Après le spectacle, les enfants ont l’habitude de donner un câlin aux clowns et de vouloir prendre une photo avec eux. Quand ils se rendent compte que les artistes sont vraiment sourds — et non pas seulement dans la pièce — ils sont estomaqués, remarque Marie-Pierre, qui est sourde de naissance, tout comme ses deux parents. « Ils réalisent que nous ne sommes pas si différents d’eux. »
Il faut dire que pour Marie-Pierre, l’art clownesque a été depuis sa tendre enfance un moyen de développer sa confiance. Son père, Pierre Petit, a exercé le métier de clown et de magicien pendant 37 ans. Plus connu sous le nom de Pafou, il a eu l’occasion d’émerveiller le public, notamment au Japon, en Russie, en Europe et aux États-Unis.
« À la maison, mon père avait une pièce dans laquelle il gardait ses costumes et son matériel de magie. Il nous défendait d’y entrer. À 8 ans, je m’y suis faufilée pendant son absence. À son retour, quand il a découvert que j’étais entrée, il m’a demandé pourquoi j’avais touché à ses objets. Je lui ai dit que je voulais apprendre à faire comme lui. »
Plutôt que de la gronder, son père s’est mis à lui enseigner quelques tours de magie. Il l’a ensuite amenée dans une boutique spécialisée où il lui a offert un petit costume de clown. Il lui a aussi donné son nom de scène.
Marie-Pierre a suivi les traces de son père et l’a accompagné pendant plusieurs années en tournée jusqu’à la retraite de ce dernier. Se déguiser en clown est non seulement devenu un gagne-pain, mais aussi une façon de développer une grande confiance en elle.
Aussi, quand elle est devenue coordonnatrice du programme d’inclusion sociale de l’Association du Québec pour enfants avec problèmes auditifs Montréal régional (AQEPA) en février 2016, l’idée de proposer des spectacles de clown dans les bibliothèques et les écoles pour sensibiliser les jeunes à la réalité des sourds et des malentendants s’est rapidement imposée d’elle-même. « La surdité génère beaucoup d’incompréhension. Quand deux sourds communiquent par signes, les gens les regardent bizarrement, un peu comme si c’était des animaux de zoo. Les gens ne savent pas non plus comment aborder les sourds. Ça ne sert à rien de répéter plus fort ! Le spectacle vient expliquer ces différences. »

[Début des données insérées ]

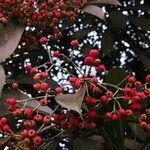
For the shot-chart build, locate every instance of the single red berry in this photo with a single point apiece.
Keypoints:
(64, 124)
(15, 85)
(143, 117)
(58, 90)
(38, 118)
(97, 62)
(37, 86)
(32, 133)
(72, 80)
(43, 102)
(47, 120)
(129, 113)
(94, 80)
(109, 94)
(148, 79)
(92, 114)
(114, 117)
(37, 140)
(122, 111)
(56, 54)
(3, 120)
(24, 134)
(74, 122)
(135, 107)
(89, 61)
(94, 53)
(74, 43)
(108, 115)
(101, 68)
(44, 86)
(104, 99)
(33, 71)
(44, 41)
(28, 113)
(131, 79)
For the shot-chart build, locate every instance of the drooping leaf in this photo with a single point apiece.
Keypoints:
(95, 10)
(24, 78)
(112, 2)
(2, 78)
(91, 143)
(10, 37)
(7, 93)
(72, 101)
(42, 109)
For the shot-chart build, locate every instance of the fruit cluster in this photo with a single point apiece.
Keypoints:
(120, 103)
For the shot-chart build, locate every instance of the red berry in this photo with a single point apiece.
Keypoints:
(44, 41)
(15, 86)
(32, 133)
(6, 128)
(37, 86)
(47, 120)
(101, 68)
(94, 53)
(38, 118)
(104, 99)
(94, 80)
(92, 114)
(3, 120)
(72, 80)
(44, 86)
(56, 54)
(28, 113)
(89, 61)
(135, 107)
(43, 102)
(131, 79)
(108, 115)
(74, 43)
(33, 71)
(122, 111)
(58, 90)
(37, 140)
(148, 79)
(74, 122)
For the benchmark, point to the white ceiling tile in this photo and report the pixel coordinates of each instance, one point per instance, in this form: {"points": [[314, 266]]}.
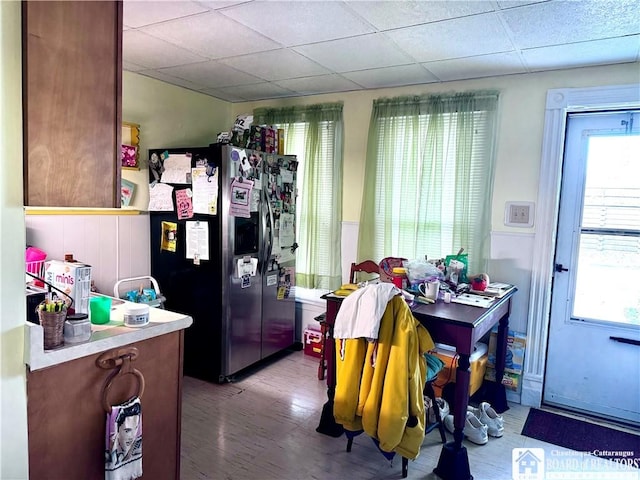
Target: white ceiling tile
{"points": [[504, 4], [408, 13], [211, 34], [227, 96], [153, 52], [299, 22], [259, 91], [356, 53], [172, 80], [584, 53], [131, 67], [211, 74], [391, 76], [276, 65], [476, 67], [219, 4], [565, 21], [462, 37], [137, 13], [319, 84]]}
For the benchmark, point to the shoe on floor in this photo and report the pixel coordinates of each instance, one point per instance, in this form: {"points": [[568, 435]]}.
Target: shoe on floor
{"points": [[475, 431], [488, 416], [443, 407]]}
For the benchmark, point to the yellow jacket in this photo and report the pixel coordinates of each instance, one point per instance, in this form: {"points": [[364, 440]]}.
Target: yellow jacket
{"points": [[379, 384]]}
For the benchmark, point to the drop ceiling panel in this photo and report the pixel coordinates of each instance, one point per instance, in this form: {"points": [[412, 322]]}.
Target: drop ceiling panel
{"points": [[140, 13], [356, 53], [181, 82], [391, 76], [408, 13], [461, 37], [322, 46], [583, 53], [152, 52], [320, 84], [212, 35], [295, 23], [476, 67], [258, 91], [276, 65], [554, 23], [211, 74]]}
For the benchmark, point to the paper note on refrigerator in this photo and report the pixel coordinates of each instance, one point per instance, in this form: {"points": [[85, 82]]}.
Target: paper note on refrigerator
{"points": [[197, 241], [160, 198], [177, 169], [205, 191], [287, 231], [184, 205]]}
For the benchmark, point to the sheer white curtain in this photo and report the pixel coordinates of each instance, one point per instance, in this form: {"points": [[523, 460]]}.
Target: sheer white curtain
{"points": [[429, 177]]}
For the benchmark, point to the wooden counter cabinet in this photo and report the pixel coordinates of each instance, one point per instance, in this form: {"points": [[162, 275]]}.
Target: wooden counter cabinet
{"points": [[72, 103], [66, 417]]}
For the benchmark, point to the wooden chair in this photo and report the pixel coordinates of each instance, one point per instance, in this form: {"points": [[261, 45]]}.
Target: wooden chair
{"points": [[367, 266]]}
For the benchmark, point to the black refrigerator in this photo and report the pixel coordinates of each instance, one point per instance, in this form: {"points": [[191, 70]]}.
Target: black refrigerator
{"points": [[231, 266]]}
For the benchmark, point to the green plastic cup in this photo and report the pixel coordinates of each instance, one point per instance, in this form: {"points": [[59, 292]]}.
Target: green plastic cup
{"points": [[100, 308]]}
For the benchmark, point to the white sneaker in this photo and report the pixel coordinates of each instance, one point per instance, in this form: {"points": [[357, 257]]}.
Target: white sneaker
{"points": [[475, 431], [488, 416], [443, 407]]}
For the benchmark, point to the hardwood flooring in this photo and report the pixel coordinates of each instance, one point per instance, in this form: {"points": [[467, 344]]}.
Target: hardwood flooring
{"points": [[262, 427]]}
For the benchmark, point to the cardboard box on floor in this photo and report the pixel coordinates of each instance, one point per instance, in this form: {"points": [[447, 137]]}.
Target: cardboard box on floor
{"points": [[478, 365], [514, 356]]}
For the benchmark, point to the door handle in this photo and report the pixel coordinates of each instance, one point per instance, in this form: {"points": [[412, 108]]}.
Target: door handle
{"points": [[630, 341]]}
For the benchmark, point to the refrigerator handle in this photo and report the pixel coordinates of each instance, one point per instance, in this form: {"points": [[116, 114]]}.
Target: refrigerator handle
{"points": [[270, 248]]}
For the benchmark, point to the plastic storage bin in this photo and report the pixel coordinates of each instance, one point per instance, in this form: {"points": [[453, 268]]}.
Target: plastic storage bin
{"points": [[313, 344]]}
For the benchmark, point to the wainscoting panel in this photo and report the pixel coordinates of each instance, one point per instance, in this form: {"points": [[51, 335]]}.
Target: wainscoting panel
{"points": [[116, 246]]}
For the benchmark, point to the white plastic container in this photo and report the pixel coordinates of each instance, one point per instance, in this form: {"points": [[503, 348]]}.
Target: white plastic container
{"points": [[136, 314]]}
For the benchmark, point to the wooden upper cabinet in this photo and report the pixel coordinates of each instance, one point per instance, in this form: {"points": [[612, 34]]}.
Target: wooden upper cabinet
{"points": [[72, 98]]}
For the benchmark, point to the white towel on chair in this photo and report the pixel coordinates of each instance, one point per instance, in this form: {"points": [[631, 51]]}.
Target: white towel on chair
{"points": [[123, 454], [360, 313]]}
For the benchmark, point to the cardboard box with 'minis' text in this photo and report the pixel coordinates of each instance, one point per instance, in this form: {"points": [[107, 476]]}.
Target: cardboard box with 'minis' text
{"points": [[73, 278]]}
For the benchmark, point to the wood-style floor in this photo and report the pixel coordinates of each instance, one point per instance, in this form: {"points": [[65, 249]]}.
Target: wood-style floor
{"points": [[262, 427]]}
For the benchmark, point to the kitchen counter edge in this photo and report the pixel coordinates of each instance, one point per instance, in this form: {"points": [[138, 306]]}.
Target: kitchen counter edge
{"points": [[103, 338]]}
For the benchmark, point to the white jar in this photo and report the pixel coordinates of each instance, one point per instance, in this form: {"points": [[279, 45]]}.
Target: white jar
{"points": [[136, 314]]}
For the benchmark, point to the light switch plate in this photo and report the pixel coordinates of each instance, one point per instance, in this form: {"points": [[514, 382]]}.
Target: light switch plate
{"points": [[519, 214]]}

Être sourd, c’est devoir composer avec des choix de vie plus limités. Les métiers et les professions qui impliquent une grande interaction sociale leur sont difficilement accessibles. « C’est dur de trouver un champ d’études qui débouche sur un emploi. J’ai longtemps rêvé de devenir policière, mais ce n’est pas possible. »
La vie sociale est souvent plus restreinte, fait remarquer Marie-Pierre, dont le conjoint et la plupart de ses amis sont également sourds. « Ma fille de 9 ans entend et joue dans une ligue de ringuette. L’autre jour, j’ai participé à une activité sociale pour les parents des joueurs. Une fois que les autres parents m’ont saluée, je me suis vite retrouvée isolée du groupe. Mais bon, j’ai pu passer du temps avec ma fille », illustre-t-elle.